Enabling Windows Pictures backup does not inherently stop mobile camera upload from using that folder. In this case, the desired result was for both Windows Camera Roll behavior and mobile photo upload behavior to live under the same OneDrive Pictures tree.

The local Pictures\Camera Roll folder was nearly empty before the change, which reduced the risk of a messy merge. The real mobile photo structure already existed under OneDrive\Pictures\Camera Roll.

What About the Shortcut Files?

After the fix, some shortcut files may remain, for example:

Shortcut to Camera Roll (OneDrive - Personal).lnk

These are usually harmless leftovers from earlier OneDrive folder backup states. A .lnk shortcut can be deleted later if it is just clutter, but it is worth verifying the target first. Deleting a shortcut is not the same as deleting the folder it points to.
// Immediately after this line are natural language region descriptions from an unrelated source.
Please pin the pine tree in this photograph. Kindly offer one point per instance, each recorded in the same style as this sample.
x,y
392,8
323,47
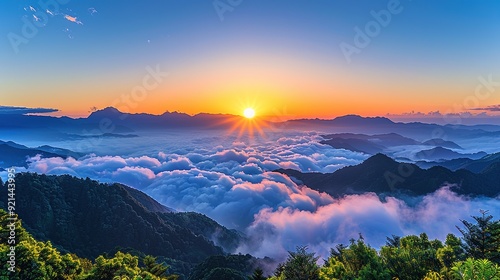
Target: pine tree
x,y
482,239
258,274
301,265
Why Codex Computer Use Helped

The useful part of Codex computer use was not that it knew a generic OneDrive answer. The useful part was that it could inspect the actual machine state:

  • list the real folders,
  • detect whether a path was a normal folder or reparse point,
  • inspect shortcut targets,
  • compare file counts and newest files,
  • read Windows known-folder registry values,
  • interpret the OneDrive settings screenshots,
  • and verify the result after test captures.

That turned a vague "OneDrive is confusing" problem into a concrete diagnosis:

  • The OneDrive screenshot toggle was on.
  • Pictures backup was off.
  • Windows Screenshots and OneDrive Screenshots were both receiving files through different mechanisms.
  • Enabling Pictures backup and disabling the separate screenshot toggle produced a single cleaner flow.

Final State

The final setup was:

  • OneDrive Save screenshots I capture to OneDrive: off.
  • OneDrive folder backup for Pictures: on.
  • Windows screenshots saved under OneDrive\Pictures\Screenshots.
  • Windows Camera app photos saved under OneDrive\Pictures\Camera Roll.
  • Existing mobile camera upload continued using OneDrive Pictures.
  • Old local screenshots were merged into the OneDrive-backed Screenshots folder.

For a Windows 11 user trying to diagnose the same issue, the key is to check the actual known-folder path and the newest files in both locations. The OneDrive settings UI can be technically true while still leaving screenshots split across two different save paths.